The evidence also established that the Industrial Check Transactions constituted concealment money laundering, pursuant to § 1956(a)(1)(B)(i). On this point, the Boldens maintain that, while the Industrial Check Transactions were designed to avoid the requirements of the Medicaid regulations, they were not designed to conceal the fact that Emerald Health had obtained prospective payments from Medicaid. On this basis, they assert that their convictions for concealment money laundering are invalid. Viewed in the proper light, however, the Industrial Check Transactions concealed the fact that the payments Medicaid made to Emerald Health were being used in the Related Party Transactions.
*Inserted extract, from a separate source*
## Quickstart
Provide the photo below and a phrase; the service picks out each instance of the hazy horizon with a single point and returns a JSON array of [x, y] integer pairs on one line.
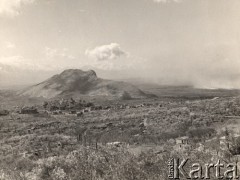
[[175, 42]]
As related above, supra Part II.B.2, the Boldens and Nelson created Industrial to 22 UNITED STATES v. BOLDEN hide the fact that Emerald Health was ordering supplies from Carolina Supply, a related party. The Industrial Check Transactions concealed this arrangement and enabled Medicaid to be billed at inflated prices for the supplies ordered from Carolina Supply. Those transactions also concealed the fact that the money flowing into Carolina Supply, and ultimately to the Boldens, was derived from Medicaid funds. The creation and use of sham businesses is highly relevant to the proof of concealment money laundering. The Fifth Circuit, in United States v. Willey, 57 F.3d 1374, 1385 (5th Cir. 1995), observed that the use of a third party, for example, a business entity or a relative, to purchase goods on one’s behalf or from which one will benefit usually constitutes sufficient proof of a design to conceal. And in United States v. Ladum, 141 F.3d 1328, 1333 (9th Cir. 1998), the Ninth Circuit, in an analogous situation, concluded that a defendant who concealed his ownership in a business from a bankruptcy trustee, through the use of nominees who held themselves out as owners of the stores, had committed concealment money laundering. The court reasoned that the use of nominees prevented the bankruptcy trustee from knowing that [the defendant] was the legitimate owner of the stores. Id. at 1340. Likewise, the Boldens’ use of Industrial concealed the fact that Emerald Health was billing Medicaid (at inflated prices) for the Related Party Transactions. In sum, the evidence sufficiently proves the allegations of concealment money laundering.